Examining Hyperfamiliarity for Faces

These assessments helped me understand where I sat on the continuum. But I wanted to understand more about what is happening in the brain when we "recognize" strangers. Examining further, I read about a condition called over-familiarity with countenances (HFF), in which unfamiliar faces appear known. Initially, this sounded like it could pertain to me. But the few of recorded occurrences all occurred after a medical episode such as a convulsion or brain attack, unlike the quirk that I've been observing my whole adult life.

Through scientific platforms, experts have heard from about 24,000 face-blind individuals, as well as people with all kinds of facial recognition difficulties, including visual distortions, like when faces appear to be liquefying.

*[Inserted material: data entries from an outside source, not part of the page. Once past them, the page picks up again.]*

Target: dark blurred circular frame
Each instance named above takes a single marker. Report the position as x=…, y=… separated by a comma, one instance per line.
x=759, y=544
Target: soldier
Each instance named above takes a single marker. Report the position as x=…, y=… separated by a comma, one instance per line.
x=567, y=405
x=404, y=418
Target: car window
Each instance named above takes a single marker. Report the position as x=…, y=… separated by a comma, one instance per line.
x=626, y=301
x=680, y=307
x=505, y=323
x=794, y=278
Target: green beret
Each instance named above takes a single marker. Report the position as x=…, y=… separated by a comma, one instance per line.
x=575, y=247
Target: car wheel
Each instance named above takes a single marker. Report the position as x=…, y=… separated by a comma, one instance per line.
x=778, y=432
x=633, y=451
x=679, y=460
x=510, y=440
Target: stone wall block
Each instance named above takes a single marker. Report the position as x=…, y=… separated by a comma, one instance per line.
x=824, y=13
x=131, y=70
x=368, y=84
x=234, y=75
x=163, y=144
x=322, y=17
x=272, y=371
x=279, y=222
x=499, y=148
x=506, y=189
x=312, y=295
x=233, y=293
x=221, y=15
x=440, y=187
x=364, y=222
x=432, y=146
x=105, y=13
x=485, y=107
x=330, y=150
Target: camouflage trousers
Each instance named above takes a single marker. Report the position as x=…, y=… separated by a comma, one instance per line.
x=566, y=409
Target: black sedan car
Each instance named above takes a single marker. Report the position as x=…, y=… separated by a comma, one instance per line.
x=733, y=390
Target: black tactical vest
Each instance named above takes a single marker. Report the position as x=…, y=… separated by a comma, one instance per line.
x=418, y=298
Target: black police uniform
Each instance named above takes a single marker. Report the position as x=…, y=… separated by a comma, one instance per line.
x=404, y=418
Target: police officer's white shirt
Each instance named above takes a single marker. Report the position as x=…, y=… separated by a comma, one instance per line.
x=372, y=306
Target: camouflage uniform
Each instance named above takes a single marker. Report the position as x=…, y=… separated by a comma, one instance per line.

Researchers study many of these people, using tools like the known/unknown countenances task and the Cambridge Face Memory Test.

Experts have heard from only a handful of people with suspected HFF in extended periods of study.

"The frequency is quite low," one expert said of HFF. However, they theorized that there may be a continuum, with some people who think each countenance is familiar, and others, like me, who only experience it a few times a month.

{Understanding

Emily Dudley
Emily Dudley

A tech enthusiast and journalist with over a decade of experience covering emerging technologies and digital innovations.